Yesterday the Judge issued a new order directing the government to include in its briefing “its view as to whether I have authority to enter a certificate of rehabilitation in lieu of expungement, and if so, the appropriateness of entering such a certificate in this case.”
It is not clear exactly what Judge Gleeson might have in mind by a “certificate of rehabilitation,” since there is no specific authority in federal law for a court to grant relief so styled, whatever its legal effect, just as there is no specific authority for a federal court to expunge a conviction.
Responding to the first Jane Doe’s petition for relief, Judge Gleeson relied upon the court’s inherent authority to expunge her thirteen-year-old conviction “because of the undue hardship it has created for her in getting – and especially keeping – jobs.” He remarked that “I sentenced her to five years of probation supervision, not to a lifetime of unemployment.”

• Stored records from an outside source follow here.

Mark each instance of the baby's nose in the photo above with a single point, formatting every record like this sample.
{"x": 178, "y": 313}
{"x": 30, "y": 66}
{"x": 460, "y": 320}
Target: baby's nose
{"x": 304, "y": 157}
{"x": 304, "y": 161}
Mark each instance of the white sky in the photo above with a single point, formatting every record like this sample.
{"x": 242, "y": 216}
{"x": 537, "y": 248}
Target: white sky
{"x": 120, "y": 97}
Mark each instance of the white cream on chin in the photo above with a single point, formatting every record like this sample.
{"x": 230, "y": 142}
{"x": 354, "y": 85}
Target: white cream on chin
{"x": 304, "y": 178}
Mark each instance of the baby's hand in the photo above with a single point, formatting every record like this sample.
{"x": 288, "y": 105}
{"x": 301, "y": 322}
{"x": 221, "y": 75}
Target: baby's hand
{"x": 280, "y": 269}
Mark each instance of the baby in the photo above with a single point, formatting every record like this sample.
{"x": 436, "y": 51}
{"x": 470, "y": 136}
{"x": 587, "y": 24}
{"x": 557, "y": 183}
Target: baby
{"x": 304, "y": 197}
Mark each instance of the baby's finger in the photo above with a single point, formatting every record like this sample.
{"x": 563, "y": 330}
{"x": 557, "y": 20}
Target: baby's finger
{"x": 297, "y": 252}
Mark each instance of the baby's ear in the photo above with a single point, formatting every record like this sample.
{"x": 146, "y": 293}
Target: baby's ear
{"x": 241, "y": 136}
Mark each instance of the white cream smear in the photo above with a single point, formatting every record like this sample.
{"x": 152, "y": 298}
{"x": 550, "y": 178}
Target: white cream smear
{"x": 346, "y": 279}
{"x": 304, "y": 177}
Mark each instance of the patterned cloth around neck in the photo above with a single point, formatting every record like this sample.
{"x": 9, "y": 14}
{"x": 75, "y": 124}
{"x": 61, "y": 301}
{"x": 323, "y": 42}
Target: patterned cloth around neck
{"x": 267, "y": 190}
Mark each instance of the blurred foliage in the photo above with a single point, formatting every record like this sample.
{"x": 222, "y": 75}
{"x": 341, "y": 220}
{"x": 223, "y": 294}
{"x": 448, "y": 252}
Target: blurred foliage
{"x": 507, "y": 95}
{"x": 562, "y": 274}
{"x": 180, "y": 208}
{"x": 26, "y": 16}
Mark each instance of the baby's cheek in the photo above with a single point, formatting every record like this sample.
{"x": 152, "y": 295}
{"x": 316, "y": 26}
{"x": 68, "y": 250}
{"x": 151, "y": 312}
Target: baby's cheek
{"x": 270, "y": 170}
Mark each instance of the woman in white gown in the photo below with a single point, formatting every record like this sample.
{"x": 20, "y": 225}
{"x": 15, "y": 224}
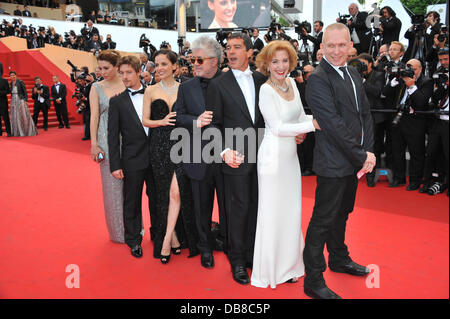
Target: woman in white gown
{"x": 279, "y": 241}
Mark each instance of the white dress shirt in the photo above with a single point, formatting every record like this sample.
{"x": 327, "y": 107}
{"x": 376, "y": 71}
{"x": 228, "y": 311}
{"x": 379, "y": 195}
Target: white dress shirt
{"x": 138, "y": 103}
{"x": 247, "y": 85}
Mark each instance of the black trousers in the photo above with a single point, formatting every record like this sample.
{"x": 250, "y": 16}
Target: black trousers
{"x": 410, "y": 133}
{"x": 334, "y": 201}
{"x": 87, "y": 123}
{"x": 133, "y": 184}
{"x": 241, "y": 203}
{"x": 437, "y": 138}
{"x": 61, "y": 113}
{"x": 38, "y": 107}
{"x": 305, "y": 152}
{"x": 5, "y": 115}
{"x": 203, "y": 196}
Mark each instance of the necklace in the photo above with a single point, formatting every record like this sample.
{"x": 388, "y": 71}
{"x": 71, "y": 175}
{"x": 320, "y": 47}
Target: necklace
{"x": 285, "y": 90}
{"x": 169, "y": 90}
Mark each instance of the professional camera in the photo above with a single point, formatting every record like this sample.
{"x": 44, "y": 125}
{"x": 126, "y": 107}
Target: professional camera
{"x": 344, "y": 18}
{"x": 399, "y": 70}
{"x": 302, "y": 25}
{"x": 78, "y": 94}
{"x": 418, "y": 22}
{"x": 444, "y": 34}
{"x": 401, "y": 110}
{"x": 143, "y": 41}
{"x": 164, "y": 45}
{"x": 221, "y": 36}
{"x": 73, "y": 74}
{"x": 441, "y": 75}
{"x": 360, "y": 66}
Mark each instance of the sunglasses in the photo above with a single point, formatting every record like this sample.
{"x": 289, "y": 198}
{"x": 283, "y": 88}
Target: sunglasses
{"x": 199, "y": 60}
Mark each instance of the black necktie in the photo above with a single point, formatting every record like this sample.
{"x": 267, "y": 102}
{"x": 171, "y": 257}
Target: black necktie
{"x": 141, "y": 91}
{"x": 349, "y": 84}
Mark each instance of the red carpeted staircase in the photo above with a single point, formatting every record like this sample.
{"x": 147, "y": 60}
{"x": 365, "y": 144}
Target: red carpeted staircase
{"x": 52, "y": 119}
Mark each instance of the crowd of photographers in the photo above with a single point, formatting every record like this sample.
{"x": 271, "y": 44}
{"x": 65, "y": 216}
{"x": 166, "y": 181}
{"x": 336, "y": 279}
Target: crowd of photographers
{"x": 407, "y": 87}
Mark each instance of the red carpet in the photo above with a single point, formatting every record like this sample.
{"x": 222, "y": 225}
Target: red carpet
{"x": 51, "y": 216}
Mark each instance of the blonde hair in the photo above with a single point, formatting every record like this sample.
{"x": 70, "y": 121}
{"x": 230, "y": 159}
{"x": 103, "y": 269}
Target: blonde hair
{"x": 264, "y": 58}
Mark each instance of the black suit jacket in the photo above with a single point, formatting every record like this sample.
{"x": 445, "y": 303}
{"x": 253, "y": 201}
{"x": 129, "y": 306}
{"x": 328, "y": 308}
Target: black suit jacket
{"x": 123, "y": 121}
{"x": 4, "y": 91}
{"x": 316, "y": 41}
{"x": 21, "y": 89}
{"x": 227, "y": 102}
{"x": 391, "y": 30}
{"x": 62, "y": 93}
{"x": 45, "y": 94}
{"x": 338, "y": 151}
{"x": 258, "y": 45}
{"x": 374, "y": 86}
{"x": 364, "y": 34}
{"x": 189, "y": 106}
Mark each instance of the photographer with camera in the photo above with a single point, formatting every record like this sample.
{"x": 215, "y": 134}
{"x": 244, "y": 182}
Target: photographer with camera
{"x": 356, "y": 22}
{"x": 373, "y": 82}
{"x": 440, "y": 42}
{"x": 409, "y": 128}
{"x": 390, "y": 26}
{"x": 438, "y": 138}
{"x": 41, "y": 97}
{"x": 94, "y": 45}
{"x": 316, "y": 39}
{"x": 420, "y": 41}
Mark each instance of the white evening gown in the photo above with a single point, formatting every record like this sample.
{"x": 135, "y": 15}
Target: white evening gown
{"x": 279, "y": 241}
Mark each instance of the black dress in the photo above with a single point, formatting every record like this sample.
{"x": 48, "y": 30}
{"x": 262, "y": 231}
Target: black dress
{"x": 163, "y": 170}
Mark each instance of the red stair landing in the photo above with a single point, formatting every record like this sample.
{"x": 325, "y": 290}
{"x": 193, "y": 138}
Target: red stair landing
{"x": 52, "y": 118}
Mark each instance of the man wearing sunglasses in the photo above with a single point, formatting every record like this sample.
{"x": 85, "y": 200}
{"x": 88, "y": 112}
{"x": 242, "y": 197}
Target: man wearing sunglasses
{"x": 205, "y": 178}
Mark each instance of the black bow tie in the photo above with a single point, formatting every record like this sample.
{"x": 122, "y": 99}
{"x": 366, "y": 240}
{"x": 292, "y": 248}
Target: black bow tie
{"x": 141, "y": 91}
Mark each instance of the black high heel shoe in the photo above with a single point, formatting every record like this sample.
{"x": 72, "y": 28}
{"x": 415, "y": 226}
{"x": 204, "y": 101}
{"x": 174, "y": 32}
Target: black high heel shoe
{"x": 165, "y": 259}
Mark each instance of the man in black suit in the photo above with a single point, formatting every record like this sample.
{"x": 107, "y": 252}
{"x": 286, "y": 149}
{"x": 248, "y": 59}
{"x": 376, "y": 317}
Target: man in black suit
{"x": 59, "y": 94}
{"x": 41, "y": 97}
{"x": 257, "y": 42}
{"x": 373, "y": 85}
{"x": 233, "y": 98}
{"x": 4, "y": 91}
{"x": 26, "y": 12}
{"x": 317, "y": 39}
{"x": 343, "y": 151}
{"x": 129, "y": 151}
{"x": 192, "y": 115}
{"x": 359, "y": 32}
{"x": 390, "y": 25}
{"x": 109, "y": 44}
{"x": 17, "y": 12}
{"x": 414, "y": 93}
{"x": 421, "y": 40}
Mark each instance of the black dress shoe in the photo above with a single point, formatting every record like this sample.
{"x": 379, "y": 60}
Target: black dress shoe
{"x": 397, "y": 183}
{"x": 207, "y": 260}
{"x": 352, "y": 268}
{"x": 413, "y": 186}
{"x": 136, "y": 251}
{"x": 321, "y": 293}
{"x": 240, "y": 275}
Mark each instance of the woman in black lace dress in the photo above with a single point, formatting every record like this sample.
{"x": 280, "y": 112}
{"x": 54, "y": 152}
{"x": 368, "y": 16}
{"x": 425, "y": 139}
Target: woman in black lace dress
{"x": 175, "y": 227}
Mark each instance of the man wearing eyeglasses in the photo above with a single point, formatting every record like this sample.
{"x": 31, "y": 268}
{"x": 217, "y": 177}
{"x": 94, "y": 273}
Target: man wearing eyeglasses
{"x": 205, "y": 178}
{"x": 415, "y": 93}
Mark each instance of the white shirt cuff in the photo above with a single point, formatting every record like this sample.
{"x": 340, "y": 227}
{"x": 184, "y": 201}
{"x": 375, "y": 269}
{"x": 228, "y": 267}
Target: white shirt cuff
{"x": 223, "y": 152}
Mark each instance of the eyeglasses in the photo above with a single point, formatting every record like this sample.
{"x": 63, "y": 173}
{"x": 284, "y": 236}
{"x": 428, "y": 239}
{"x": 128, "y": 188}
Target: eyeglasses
{"x": 199, "y": 60}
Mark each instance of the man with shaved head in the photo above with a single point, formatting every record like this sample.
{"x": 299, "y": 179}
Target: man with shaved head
{"x": 415, "y": 93}
{"x": 359, "y": 32}
{"x": 343, "y": 153}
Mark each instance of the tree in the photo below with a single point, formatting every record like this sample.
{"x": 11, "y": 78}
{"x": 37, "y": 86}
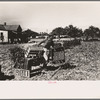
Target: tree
{"x": 92, "y": 32}
{"x": 58, "y": 31}
{"x": 27, "y": 34}
{"x": 73, "y": 31}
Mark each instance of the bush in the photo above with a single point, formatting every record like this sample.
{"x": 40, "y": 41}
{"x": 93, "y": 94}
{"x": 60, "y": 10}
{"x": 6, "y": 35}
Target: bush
{"x": 17, "y": 55}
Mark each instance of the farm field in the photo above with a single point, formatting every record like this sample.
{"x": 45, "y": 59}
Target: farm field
{"x": 82, "y": 63}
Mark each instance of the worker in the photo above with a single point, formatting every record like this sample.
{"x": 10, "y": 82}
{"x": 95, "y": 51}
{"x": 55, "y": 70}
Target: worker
{"x": 48, "y": 44}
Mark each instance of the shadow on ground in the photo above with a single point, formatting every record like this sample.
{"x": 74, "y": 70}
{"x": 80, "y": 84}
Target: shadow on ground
{"x": 6, "y": 77}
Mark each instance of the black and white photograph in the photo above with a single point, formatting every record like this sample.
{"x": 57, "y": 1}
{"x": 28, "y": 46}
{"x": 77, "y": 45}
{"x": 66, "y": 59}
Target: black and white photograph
{"x": 49, "y": 41}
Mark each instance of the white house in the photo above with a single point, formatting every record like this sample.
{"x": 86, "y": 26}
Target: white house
{"x": 9, "y": 33}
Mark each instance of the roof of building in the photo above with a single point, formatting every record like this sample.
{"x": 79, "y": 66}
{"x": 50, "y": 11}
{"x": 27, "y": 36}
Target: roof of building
{"x": 9, "y": 27}
{"x": 2, "y": 27}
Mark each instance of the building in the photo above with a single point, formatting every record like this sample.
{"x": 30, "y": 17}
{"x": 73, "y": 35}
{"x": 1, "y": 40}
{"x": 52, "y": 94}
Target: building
{"x": 10, "y": 33}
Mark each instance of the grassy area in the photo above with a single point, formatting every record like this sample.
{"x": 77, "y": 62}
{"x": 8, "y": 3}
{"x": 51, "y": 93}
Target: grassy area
{"x": 83, "y": 63}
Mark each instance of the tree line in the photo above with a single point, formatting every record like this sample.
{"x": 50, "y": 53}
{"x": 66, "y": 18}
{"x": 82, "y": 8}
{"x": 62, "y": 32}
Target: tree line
{"x": 90, "y": 33}
{"x": 70, "y": 31}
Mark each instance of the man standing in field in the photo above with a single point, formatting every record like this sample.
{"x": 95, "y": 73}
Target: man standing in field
{"x": 48, "y": 43}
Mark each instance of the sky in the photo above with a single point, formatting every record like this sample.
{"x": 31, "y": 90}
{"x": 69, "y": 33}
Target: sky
{"x": 46, "y": 16}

It is possible that Judge Gleeson has in mind the authority New York State courts have, in cases where a first felony offender is sentenced to probation, to issue a “Certificate of Relief from Disabilities” (CRD), which lifts legal barriers in New York law and has a limited effect under the nondiscrimination provisions of Article 23A of New York’s Corrections Law. But since the second Jane Doe was sentenced to a 15-month prison term, she would not have been eligible for this relief even if sentenced by a New York court, but would have had to apply to the Parole Board for a Certificate of Good Conduct (which has much the same legal effect as a CRD).
As it is, both Jane Does are eligible, like other federal offenders residing or doing business in New York, for a state law certificate from New York’s parole board. However, we are unaware that a CRD or any other type of state relief has ever been granted by a federal court in New York. Indeed, we are unaware of any case in any State where a federal court has ordered relief from collateral consequences under a provision of state law. (If anyone knows of such a case, we welcome enlightenment.)
It is true that federal sentencing judges are routinely asked by the U.S. Pardon Attorney for their recommendations in pardon cases that appear meritorious. However, it is not clear whether either of Judge Gleeson’s Jane Does has applied for a presidential pardon. If they were to do so, the likelihood of their pardon applications being considered any time soon, at least in the ordinary course, is quite small.
We look forward to seeing the government’s brief when it is filed.